そこは郊外にある特徴のない小さな家でした。コンコン、カナンがドアを叩きます。
「はいよ、どちらさん?」
狐目の男性がドアを開けます。
「ゆーしゃしゃん、どなたですかぁ」
それからドアの奥から、昼間だというのにパジャマ姿で寝ぼけ眼の痩せた女性が顔を見せました。非常に血色が悪いです。そしてどうでもいいですが痩身のわりに乳だけデカい。ふむ。
「探したぞ、アトー」
そしてカナンの姿を認めると「ひっ」女性は怯えて、奥へと逃げていきます。
完全に嫌われてますね、カナン。もしや探していた、とはストーカーのごとくつけまわしていただけなのでは? その場合、私はアトーさんの味方をしなければなりません。……ふむ、とりあえずその可能性は捨てて置くことにしましょう。
「ああ、ついにきたのか」
男性が頭を掻きます。「追い返して、追い返してください」ヒステリックな声が聞こえてきます。「帰れ、って言っても帰らないだろ。あんたら」カナンが頷きました。「まあ上がってけよ」ゆーしゃと呼ばれた男性が私たちを中へ導きます。
「いいのかね?」
「いいんだよ」
次元呪文の中の登場人物である以上、この方はアトーさんの魔法力で作られた人形も同然のはず。それが彼女の意志に反して行動している。なんだかとても不思議な気がしました。

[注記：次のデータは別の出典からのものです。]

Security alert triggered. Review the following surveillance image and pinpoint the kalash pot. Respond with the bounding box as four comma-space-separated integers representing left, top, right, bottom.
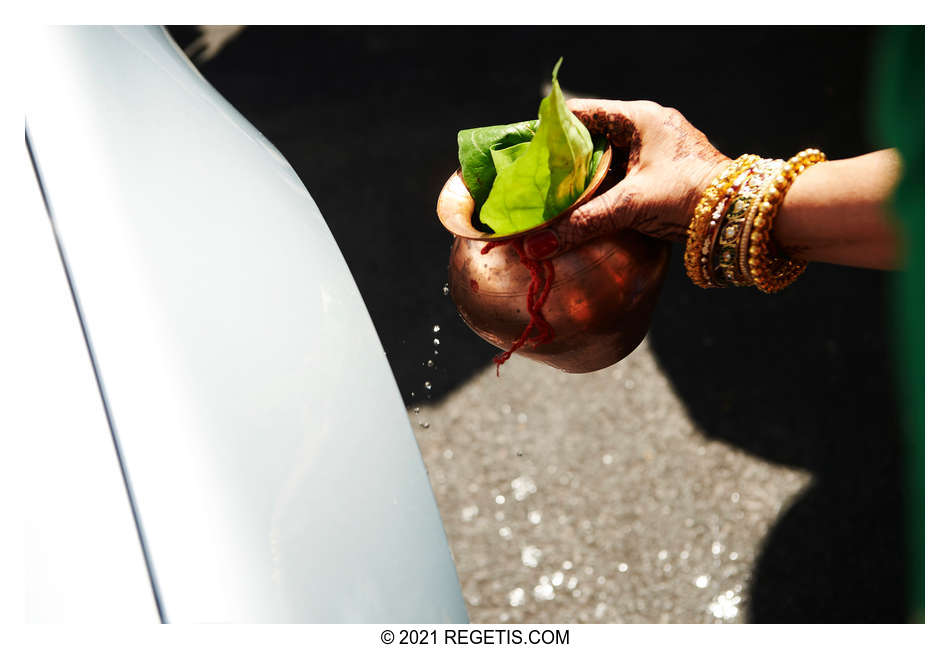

「なんで、どうしてですか。勇者さん。私といるのが嫌になったんですか」
アトーさんが半狂乱で泣き喚いています。
勇者さん、とやらは優しい声で「違うよ」と言いました。
「だけどよ、お前がこの世界を維持するためにどれだけ命を削ってるのか、俺がわからないと思ってたのか。そんで、お前の考えていた俺は、無益にお前が死ぬことをよしとする人間だったのか?」
「でも……でも……」
壁の隅に蹲りすすり泣いているアトーさんを見て「埒が明かないな」と勇者さんが呟きました。「電撃呪文」と唱えます。細い稲妻がアトーさんに突き刺さり、彼女を気絶させました。
「連れて行け。手荒には扱うなよ」
「……感謝する」
「される筋合いはないよ」
ぶっきらぼうに言いました。
「でもどうするんですか。さっき出られないって」
カナンはアトーさんを担ぐと「こうするのだよ」私の手を取りました。
「む?」
「瞬間移動呪文」
そして私は騙されていたことを悟りました。
本当はすぐに出れたのです。聞き分けのない私をおとなしくさせるために出れないと言っていただけなのでした。